Netzbetreiber sind verpflichtet, Strom, der in Anlagen gewonnen wird, die ausschließlich Erneuerbare Energien ... einsetzen ... nach Maßgabe der §§ 6 bis 12 zu vergüten.

§ 8 Vergütung für Strom aus Biomasse

(1) Für Strom, der in Anlagen mit einer Leistung bis einschließlich 20 Megawatt gewonnen wird, die ausschließlich Biomasse im Sinne der nach Absatz 7 erlassenen Rechtverordnung einsetzen, beträgt die Vergütung:

1. Bis einschließlich einer Leistung von 150 Kilowatt mindestens 11,5 Cent pro Kilowattstunden. 2. ...
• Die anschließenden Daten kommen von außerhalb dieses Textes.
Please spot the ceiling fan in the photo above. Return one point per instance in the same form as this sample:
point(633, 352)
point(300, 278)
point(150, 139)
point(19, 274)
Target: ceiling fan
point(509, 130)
(2) Die Mindestvergütungen nach Absatz 1 Satz 1 und 2 erhöhen sich um jeweils 6,0 Cent pro kWh, wenn der Strom ausschließlich aus Pflanzen oder Pflanzenbestandteilen , die in landwirtschaftlichen, forstwirtschaftlichen oder gartenbaulichen Betrieben oder im Rahmen der Landschaftspflege anfallen und die keiner weiteren als der zur Ernte, Konservierung oder Nutzung in der Biomasseanlage erfolgten Aufbereitung oder Veränderung unterzogen wurden,

(3) Die Mindestvergütungen nach Absatz 1 Satz 1 und 2 erhöhen sich um jeweils 2,0 Cent pro kWh, soweit es sich um Strom im Sinne von § 3 Absatz 4 des KWKG2002 handelt und dem Netzbetreiber entsprechender Nachweis vorgelegt wird. Anstelle des Nachweises nach Satz 1 können für serienmäßig hergestellte KWK-Anlagen geeignete Unterlagen des Herstellers vorgelegt werden, aus denen die thermische und elektrische Leistung und die Stromkennzahl hervorgehen.

(5) Dei Mindestvergütungen nach Absatz 1 werden beginnend mit dem 01. Januar 2005 jährlich jeweils für ab diesem Zeitpunkt neu in Betrieb genommene Anlagen um jeweils 1,5 % des für die im Vorjahr neu in Betrieb genommenen Anlagen maßgeblichen Wertes gesenkt und auf zwei Stellen hinter dem Komma gerundet.

§ 12 Gemeinsame Vorschriften für Abnahme, Übertragung und Vergütung

(3) Die Mindestvergütungen sind vom Zeitpunkt der Inbetriebnahme an jeweils für die Dauer von 20 Kalenderjahren zuzüglich des Inbetriebnahmejahres zu zahlen.